The overall impression is that of Garage/DIY rock gone extreme, but despite the lo-fi nature of whats on offer, the band are as tight as can be and have explosive riffs coming out of every pore.
Opener Gas is a slower, grinding number that relies heavily on the vocals of Young to carry the track, which she does easily. We then are launched into the chugging Reboundaries, that sits somewhere between punk and Sabbath on the rock scale.
To be fair, there’s not a huge amount of variation in this album. Stylistically your’e going from punk, through metal of various types, but when it’s this good, who cares.
There are some different shades in here. Standout track Some Things Take Work is higher paced, slightly lighter in tone and actually quite catchy. A Portrait Of The Father contains some of the most delicate moments on the album and a slightly bluesy feel.
Elsewhere, there’s the all our Mötorhead-tastic The Measure Of A Man, and some properly sludgy doom-metal-done-well on Revenant, but generally you know what you’re going to get on this album – and it’s likely to make you ears bleed.
Closer The Body epitomises everything that has come before it, shifting between jangly indie guitars and crunching riffs, culminating in a hypnotic, head-pounding sign-off.
Certainly this album isn’t going to be to everyone’s tastes, but those with a penchant for the heavier side of music should lap this up.
The fourth studio album from Southend’s Barnett twins is probably the most accessible These New Puritans album so far. Do expect too many roller coaster-type thrills on Inside The Rose, but this is most certainly a rewarding listen for TNP fans and newcomers alike.
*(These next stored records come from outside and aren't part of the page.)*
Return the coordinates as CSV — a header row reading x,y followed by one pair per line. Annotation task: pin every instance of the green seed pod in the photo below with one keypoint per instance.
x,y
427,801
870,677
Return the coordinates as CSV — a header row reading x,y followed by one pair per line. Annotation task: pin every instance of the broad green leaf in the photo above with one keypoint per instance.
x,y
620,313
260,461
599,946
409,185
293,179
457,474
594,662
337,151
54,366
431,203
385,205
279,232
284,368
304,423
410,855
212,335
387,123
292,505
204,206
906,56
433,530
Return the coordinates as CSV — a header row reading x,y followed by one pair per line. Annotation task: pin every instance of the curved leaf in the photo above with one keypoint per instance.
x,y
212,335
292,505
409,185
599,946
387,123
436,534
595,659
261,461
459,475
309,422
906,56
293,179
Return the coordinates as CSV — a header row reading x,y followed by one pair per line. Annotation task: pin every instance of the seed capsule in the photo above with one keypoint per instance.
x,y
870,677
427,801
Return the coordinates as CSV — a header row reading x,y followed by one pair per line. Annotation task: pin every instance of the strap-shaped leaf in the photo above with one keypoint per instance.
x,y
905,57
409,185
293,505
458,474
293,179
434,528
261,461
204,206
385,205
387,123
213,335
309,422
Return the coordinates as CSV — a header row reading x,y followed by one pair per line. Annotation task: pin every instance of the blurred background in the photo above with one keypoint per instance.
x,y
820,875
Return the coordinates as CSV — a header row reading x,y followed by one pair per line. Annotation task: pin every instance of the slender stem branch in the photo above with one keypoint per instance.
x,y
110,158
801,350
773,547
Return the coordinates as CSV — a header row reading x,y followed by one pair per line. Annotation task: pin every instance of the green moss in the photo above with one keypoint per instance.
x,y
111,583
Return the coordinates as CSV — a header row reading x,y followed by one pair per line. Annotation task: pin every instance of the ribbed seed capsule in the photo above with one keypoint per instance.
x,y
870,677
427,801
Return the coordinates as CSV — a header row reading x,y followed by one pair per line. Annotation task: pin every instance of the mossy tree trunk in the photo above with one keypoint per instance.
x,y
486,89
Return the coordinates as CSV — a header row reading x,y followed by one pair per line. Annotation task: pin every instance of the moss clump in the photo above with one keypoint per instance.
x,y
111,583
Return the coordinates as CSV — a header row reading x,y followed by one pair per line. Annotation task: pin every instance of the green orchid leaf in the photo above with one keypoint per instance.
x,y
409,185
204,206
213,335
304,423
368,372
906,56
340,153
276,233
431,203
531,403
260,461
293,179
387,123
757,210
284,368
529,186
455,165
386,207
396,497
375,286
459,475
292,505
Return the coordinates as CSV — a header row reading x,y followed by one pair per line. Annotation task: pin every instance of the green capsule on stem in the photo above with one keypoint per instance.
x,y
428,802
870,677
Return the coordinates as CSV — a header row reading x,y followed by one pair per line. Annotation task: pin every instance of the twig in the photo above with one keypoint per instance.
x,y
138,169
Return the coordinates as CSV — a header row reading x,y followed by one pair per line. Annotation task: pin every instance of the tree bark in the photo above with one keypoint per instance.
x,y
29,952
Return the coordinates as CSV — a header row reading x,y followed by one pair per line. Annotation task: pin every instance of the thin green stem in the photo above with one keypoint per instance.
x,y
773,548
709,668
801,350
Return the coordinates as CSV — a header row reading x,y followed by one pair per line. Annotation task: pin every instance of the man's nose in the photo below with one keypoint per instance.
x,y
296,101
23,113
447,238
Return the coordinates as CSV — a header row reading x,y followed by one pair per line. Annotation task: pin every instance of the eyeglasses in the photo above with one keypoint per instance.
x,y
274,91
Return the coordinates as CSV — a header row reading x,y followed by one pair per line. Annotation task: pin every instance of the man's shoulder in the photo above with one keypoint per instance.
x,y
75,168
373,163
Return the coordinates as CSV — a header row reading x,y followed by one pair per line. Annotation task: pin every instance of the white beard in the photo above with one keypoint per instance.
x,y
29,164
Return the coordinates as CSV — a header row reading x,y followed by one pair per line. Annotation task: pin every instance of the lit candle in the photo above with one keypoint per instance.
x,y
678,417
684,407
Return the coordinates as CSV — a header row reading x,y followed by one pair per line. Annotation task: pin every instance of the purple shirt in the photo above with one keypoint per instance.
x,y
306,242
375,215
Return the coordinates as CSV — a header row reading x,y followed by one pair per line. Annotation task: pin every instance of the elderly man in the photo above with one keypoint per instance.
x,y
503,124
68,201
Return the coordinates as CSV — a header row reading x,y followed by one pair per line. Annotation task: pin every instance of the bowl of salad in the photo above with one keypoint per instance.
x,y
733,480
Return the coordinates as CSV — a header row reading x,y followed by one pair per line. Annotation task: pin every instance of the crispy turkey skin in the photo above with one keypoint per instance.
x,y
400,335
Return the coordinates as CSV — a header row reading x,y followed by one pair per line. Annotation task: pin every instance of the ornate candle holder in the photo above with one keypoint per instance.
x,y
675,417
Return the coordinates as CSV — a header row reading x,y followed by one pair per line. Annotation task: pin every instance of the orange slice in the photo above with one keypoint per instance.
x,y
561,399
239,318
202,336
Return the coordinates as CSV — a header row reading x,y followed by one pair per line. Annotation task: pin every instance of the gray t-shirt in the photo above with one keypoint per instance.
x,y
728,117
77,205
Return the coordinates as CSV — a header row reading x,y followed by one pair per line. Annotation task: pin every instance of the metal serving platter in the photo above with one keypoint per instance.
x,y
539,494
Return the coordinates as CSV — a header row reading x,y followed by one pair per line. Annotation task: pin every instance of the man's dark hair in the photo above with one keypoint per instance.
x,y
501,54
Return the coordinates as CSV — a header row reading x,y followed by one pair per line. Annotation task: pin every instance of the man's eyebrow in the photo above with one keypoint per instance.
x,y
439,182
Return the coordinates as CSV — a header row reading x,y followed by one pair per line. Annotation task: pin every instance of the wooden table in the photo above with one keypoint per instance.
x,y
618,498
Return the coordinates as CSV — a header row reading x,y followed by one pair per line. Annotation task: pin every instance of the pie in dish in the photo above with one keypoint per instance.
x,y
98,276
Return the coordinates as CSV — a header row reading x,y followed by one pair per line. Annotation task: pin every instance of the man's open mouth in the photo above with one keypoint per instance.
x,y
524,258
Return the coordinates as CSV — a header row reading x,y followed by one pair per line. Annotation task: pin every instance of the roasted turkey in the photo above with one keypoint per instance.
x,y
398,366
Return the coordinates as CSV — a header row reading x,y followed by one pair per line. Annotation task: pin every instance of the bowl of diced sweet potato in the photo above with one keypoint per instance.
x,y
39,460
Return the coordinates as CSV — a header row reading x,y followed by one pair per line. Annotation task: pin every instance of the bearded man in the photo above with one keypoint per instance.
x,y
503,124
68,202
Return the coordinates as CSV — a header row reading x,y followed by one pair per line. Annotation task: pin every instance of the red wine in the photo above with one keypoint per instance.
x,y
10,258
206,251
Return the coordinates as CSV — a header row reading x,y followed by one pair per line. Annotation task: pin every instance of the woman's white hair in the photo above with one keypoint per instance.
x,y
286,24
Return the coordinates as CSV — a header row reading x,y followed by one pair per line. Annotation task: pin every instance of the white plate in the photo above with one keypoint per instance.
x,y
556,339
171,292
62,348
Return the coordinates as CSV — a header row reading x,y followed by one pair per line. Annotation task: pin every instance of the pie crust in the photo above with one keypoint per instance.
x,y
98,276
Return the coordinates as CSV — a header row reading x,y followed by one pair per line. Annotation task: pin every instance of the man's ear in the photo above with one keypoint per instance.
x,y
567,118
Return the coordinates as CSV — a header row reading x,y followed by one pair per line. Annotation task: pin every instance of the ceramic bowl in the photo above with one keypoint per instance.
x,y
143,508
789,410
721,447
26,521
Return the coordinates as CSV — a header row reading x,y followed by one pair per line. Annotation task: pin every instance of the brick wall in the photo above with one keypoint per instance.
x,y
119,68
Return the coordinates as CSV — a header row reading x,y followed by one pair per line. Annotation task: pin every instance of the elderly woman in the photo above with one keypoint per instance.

There are some delicious moments of contrasting light and dark tones on this album – often at the same time. Opener Infinity Vibraphones is a case in point. It is both soft and ominous, with the vibraphones of the track name providing a juxtaposition of impatient relaxation, rounded off with some emotive strings and a militaristic drumbeat.
This contrast of near blissful tones against a dark background features strongly on other tracks, such as A-R-P, with its arpeggiated keyboards giving way to some much softer tones interspersed with the occasional brief bout of heavy distorted bass.
Like several of the tracks on Inside the Rose, the rhythm section is nowhere to be found on ARP, until very late on in the track. Where The Trees Are On Fire employs a similar tactic, which until the final third is a slow, beautiful lament, and the only real deployment of TNP’s trademark brass section on the album.
The reluctance to put real rhythm behind a lot of the tracks can feel frustrating at times, as the sense is that’s it’s always just around the corner, and on tracks such as Beyond Black Sun, it can start to feel a little dirge-like. However, the overall ominous beauty that’s on show overshadows this and while there are still some notes of discordance that TNP are well-known for, such as on Anti-Gravity or the twisted rhythms on the challenging but ultimately rewarding Into The Fire, they are nowhere near the levels seen on previous works.
Another fine work from a now well-established band exploring the possibilities within their unique style.